Department of Medical Informatics, Erasmus MC University Medical Center, Rotterdam, The Netherlands.
BMJ Open. 2013 Jun 20;3(6):e002862. doi: 10.1136/bmjopen-2013-002862.
To evaluate positive predictive value (PPV) of different disease codes and free text in identifying acute myocardial infarction (AMI) from electronic healthcare records (EHRs).
Validation study of cases of AMI identified from general practitioner records and hospital discharge diagnoses using free text and codes from the International Classification of Primary Care (ICPC), International Classification of Diseases 9th revision-clinical modification (ICD9-CM) and ICD-10th revision (ICD-10).
Population-based databases comprising routinely collected data from primary care in Italy and the Netherlands and from secondary care in Denmark from 1996 to 2009.
A total of 4 034 232 individuals with 22 428 883 person-years of follow-up contributed to the data, from which 42 774 potential AMI cases were identified.
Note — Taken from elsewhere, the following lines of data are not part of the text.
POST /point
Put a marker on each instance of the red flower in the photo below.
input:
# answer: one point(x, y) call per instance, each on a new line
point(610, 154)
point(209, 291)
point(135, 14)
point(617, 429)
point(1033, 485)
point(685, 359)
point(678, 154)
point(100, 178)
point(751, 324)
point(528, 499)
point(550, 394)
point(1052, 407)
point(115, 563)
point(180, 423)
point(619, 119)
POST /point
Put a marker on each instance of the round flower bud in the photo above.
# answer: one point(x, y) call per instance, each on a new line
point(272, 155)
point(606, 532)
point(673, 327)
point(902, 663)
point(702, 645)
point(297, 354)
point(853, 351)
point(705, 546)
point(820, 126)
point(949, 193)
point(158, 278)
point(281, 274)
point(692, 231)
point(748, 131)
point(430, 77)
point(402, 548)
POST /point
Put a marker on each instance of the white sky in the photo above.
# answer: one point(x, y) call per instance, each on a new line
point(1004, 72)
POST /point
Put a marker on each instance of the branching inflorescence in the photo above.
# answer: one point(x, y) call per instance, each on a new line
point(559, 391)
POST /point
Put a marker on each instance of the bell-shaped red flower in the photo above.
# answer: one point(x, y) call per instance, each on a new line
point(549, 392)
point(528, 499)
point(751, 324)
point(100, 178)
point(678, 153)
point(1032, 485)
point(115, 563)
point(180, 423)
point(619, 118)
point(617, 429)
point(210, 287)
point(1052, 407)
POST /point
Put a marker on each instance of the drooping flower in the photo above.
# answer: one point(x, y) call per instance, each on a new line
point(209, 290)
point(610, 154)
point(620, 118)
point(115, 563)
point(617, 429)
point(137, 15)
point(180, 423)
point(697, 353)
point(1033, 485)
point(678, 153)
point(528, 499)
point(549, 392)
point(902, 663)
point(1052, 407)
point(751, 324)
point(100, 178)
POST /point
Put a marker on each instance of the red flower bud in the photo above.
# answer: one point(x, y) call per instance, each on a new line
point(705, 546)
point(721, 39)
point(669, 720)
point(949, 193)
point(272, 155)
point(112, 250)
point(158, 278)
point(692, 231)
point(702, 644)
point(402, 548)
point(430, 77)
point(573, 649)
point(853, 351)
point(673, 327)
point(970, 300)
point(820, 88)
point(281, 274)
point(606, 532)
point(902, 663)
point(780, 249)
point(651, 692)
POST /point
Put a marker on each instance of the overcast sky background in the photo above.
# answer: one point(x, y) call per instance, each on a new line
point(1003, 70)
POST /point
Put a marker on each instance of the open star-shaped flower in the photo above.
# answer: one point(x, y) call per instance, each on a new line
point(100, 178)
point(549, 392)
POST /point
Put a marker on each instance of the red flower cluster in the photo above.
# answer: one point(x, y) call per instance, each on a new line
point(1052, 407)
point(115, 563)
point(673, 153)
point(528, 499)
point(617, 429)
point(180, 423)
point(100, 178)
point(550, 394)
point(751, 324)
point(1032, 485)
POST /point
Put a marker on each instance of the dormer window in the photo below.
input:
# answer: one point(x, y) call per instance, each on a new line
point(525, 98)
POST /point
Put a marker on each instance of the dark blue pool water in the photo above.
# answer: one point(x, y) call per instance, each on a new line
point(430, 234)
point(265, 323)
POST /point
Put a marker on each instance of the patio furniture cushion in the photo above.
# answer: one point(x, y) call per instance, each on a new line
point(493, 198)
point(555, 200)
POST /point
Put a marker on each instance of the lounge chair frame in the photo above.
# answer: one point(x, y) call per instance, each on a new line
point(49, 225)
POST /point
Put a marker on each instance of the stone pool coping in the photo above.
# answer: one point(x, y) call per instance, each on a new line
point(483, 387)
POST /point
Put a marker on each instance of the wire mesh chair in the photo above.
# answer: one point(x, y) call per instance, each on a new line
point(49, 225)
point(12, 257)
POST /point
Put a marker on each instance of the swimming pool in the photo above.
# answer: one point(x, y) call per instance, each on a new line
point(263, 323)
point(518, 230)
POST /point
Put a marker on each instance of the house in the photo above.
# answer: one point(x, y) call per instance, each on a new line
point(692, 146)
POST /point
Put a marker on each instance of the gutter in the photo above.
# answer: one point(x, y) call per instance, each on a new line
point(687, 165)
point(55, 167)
A random sample of 800 cases was subsequently obtained for validation.
PPVs were calculated overall and for each code/free text. 'Best-case scenario' and 'worst-case scenario' PPVs were calculated, the latter taking into account non-retrievable/non-assessable cases. We further assessed the effects of AMI misclassification on estimates of risk during drug exposure.
Records of 748 cases (93.5% of sample) were retrieved. ICD-10 codes had a 'best-case scenario' PPV of 100% while ICD9-CM codes had a PPV of 96.6% (95% CI 93.2% to 99.9%). ICPC codes had a 'best-case scenario' PPV of 75% (95% CI 67.4% to 82.6%) and free text had PPV ranging from 20% to 60%. Corresponding PPVs in the 'worst-case scenario' all decreased. Use of codes with lower PPV generally resulted in small changes in AMI risk during drug exposure, but codes with higher PPV resulted in attenuation of risk for positive associations.
ICD9-CM and ICD-10 codes have good PPV in identifying AMI from EHRs; strategies are necessary to further optimise utility of ICPC codes and free-text search. Use of specific AMI disease codes in estimation of risk during drug exposure may lead to small but significant changes and at the expense of decreased precision.
评估不同疾病代码和自由文本在电子健康记录(EHR)中识别急性心肌梗死(AMI)的阳性预测值(PPV)。
使用来自初级保健的国际初级保健分类(ICPC)、国际疾病分类第 9 修订版临床修正版(ICD9-CM)和国际疾病分类第 10 修订版(ICD-10)的自由文本和代码,从一般实践记录和医院出院诊断中验证 AMI 病例。
基于人群的数据库,包括意大利和荷兰的初级保健和丹麦的二级保健常规收集的数据,时间跨度为 1996 年至 2009 年。
共有 4034232 人参与了包含 2242883 人年随访的数据,其中 42774 例为潜在 AMI 病例。随后随机抽取 800 例进行验证。
计算了总体和每种代码/自由文本的 PPV。计算了“最佳情况”和“最差情况”PPV,后者考虑了不可检索/不可评估的病例。我们进一步评估了 AMI 分类错误对药物暴露期间风险估计的影响。
748 例(样本的 93.5%)记录被检索到。ICD-10 代码的“最佳情况”PPV 为 100%,而 ICD9-CM 代码的 PPV 为 96.6%(95%CI 93.2%至 99.9%)。ICPC 代码的“最佳情况”PPV 为 75%(95%CI 67.4%至 82.6%),自由文本的 PPV 范围为 20%至 60%。“最差情况”的相应 PPV 均下降。使用 PPV 较低的代码通常会导致药物暴露期间 AMI 风险的微小变化,但使用 PPV 较高的代码会导致阳性关联的风险减弱。
ICD9-CM 和 ICD-10 代码在从 EHR 中识别 AMI 方面具有良好的 PPV;需要采取策略进一步优化 ICPC 代码和自由文本搜索的效用。在药物暴露期间估计风险时使用特定的 AMI 疾病代码可能会导致微小但显著的变化,同时降低精度。